Written by Ayn-Monique Klahre
Born in east Texas, Marcy Gregg had an early interest in art. She studied it in college, then put it aside as she married and her family began to grow. But in 1990, her life changed: A medical complication left her in a coma, but she miraculously gained consciousness—though many of her memories from her life were gone. As Gregg rebuilt her identity, even finding success in the corporate world, she found art to be the outlet for expressing her gratitude to God for her second chance at life. Gregg now works as an artist full-time, with pieces displayed in private and corporate collections across the U.S. and overseas.
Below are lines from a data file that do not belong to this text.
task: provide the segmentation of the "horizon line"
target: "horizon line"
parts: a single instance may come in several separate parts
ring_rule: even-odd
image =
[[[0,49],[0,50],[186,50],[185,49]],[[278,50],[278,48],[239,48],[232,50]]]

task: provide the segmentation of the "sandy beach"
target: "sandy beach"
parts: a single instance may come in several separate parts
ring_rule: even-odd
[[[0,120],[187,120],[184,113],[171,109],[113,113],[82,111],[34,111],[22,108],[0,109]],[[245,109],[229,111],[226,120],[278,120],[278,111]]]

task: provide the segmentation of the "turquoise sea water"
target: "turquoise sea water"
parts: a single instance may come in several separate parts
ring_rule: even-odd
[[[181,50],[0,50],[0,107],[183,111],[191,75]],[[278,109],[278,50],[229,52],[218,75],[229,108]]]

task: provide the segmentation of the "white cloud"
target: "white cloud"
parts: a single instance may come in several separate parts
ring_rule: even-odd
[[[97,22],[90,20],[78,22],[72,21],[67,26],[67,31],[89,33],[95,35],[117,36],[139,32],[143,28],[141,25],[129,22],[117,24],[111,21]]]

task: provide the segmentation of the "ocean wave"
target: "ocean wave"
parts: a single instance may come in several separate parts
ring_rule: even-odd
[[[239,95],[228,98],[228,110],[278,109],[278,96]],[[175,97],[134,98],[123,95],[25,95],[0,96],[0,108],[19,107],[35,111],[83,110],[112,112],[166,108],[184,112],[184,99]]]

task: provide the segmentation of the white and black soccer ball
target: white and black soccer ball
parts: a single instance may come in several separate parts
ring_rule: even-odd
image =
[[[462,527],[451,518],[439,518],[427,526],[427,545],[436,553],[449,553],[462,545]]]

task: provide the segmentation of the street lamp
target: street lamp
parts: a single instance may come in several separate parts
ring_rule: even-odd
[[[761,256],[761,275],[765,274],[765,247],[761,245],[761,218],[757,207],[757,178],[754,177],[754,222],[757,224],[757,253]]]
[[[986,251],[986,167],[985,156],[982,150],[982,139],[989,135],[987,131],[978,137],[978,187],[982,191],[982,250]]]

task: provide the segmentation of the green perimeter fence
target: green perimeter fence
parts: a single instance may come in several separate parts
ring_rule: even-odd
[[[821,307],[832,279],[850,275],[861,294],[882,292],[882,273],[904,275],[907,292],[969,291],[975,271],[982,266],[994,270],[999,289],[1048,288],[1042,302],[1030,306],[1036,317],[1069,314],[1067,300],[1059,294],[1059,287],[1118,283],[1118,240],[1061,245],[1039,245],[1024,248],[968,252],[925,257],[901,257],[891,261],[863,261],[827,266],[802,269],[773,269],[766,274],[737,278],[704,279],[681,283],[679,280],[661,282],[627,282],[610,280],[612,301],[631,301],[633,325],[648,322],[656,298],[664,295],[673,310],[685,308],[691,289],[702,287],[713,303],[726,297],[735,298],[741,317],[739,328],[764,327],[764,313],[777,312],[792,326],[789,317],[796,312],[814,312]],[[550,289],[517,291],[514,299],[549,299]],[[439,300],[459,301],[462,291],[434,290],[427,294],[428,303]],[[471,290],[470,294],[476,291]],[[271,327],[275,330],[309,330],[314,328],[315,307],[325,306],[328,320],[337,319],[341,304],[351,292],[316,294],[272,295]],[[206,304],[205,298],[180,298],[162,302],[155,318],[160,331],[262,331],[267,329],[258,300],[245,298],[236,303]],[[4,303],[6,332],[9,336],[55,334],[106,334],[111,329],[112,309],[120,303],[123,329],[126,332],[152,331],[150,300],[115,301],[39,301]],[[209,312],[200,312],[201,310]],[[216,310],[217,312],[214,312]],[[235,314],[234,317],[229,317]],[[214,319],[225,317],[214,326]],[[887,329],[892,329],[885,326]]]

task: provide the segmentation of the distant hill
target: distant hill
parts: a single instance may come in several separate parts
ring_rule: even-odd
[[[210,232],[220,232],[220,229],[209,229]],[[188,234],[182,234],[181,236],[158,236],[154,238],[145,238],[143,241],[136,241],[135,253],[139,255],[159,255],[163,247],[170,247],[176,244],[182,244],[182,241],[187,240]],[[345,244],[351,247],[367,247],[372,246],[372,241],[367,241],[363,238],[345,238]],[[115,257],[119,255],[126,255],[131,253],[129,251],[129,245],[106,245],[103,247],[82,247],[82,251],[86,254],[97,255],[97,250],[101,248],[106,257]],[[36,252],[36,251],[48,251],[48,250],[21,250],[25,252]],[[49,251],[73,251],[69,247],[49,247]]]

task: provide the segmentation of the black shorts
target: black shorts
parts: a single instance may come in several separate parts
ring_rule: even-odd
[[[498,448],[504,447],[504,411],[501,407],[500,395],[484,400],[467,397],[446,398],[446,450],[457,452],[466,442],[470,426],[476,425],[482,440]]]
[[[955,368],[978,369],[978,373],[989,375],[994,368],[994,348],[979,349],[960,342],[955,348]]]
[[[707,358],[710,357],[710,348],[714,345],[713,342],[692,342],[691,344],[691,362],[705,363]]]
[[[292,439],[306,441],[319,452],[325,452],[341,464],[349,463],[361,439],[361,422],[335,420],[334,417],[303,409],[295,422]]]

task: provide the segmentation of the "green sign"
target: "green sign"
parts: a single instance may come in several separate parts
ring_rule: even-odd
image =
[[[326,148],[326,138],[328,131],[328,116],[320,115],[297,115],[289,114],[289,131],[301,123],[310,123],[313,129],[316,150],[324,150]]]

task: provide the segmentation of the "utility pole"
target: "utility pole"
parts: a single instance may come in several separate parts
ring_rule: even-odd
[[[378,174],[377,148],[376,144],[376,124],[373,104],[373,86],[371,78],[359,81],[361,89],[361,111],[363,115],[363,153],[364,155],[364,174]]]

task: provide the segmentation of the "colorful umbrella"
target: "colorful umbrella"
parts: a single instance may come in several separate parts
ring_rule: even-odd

Her work will be on display at Art Source Fine Art through February 11.
What’s your first memory of practicing art as a child?
I don’t know my exact age…probably early elementary school. I would sit with my large box of crayons and color, covering the paper in designs—colorful designs—maybe these were my first abstracts! I loved color even then.
What was the health issue that changed the course of your life?
In 1990 at the age of 30, I contracted pneumococcal bacterial spinal meningitis during the delivery of our third child. I went into a coma. I miraculously woke up, but learned that my memory had been affected. I lost a lot of my memory. There were several hard years that followed the coma until I came to a turning point in my life. Although my memories still haven’t returned, I find myself grateful God has given me a second chance at life.
How did you find yourself creating artwork again?
I majored in art at Southern Methodist University in Dallas, Texas. I put my art on hold to raise my family. After the coma, with no memory of my days in the art school at SMU, I had a clean slate to begin painting. When I picked up the paintbrush after all those years, the love of art…that emotion came flooding back.
What are you favorite sorts of pieces to create?
I’m an abstract painter, and I love to paint large paintings…layers of paint…with color and line work that play throughout. A perfect day in the studio is me in front of a large canvas, with big mounds of oil paint, music playing—Christian praise music or a good James Taylor or Carly Simon—brushes in hand and nothing but time to create.
What do you hope to communicate through your artwork?
My goal in each painting is to leave something to the imagination; lines lost or an unexpected perspective found. I want my viewers excited and energized when they see my work.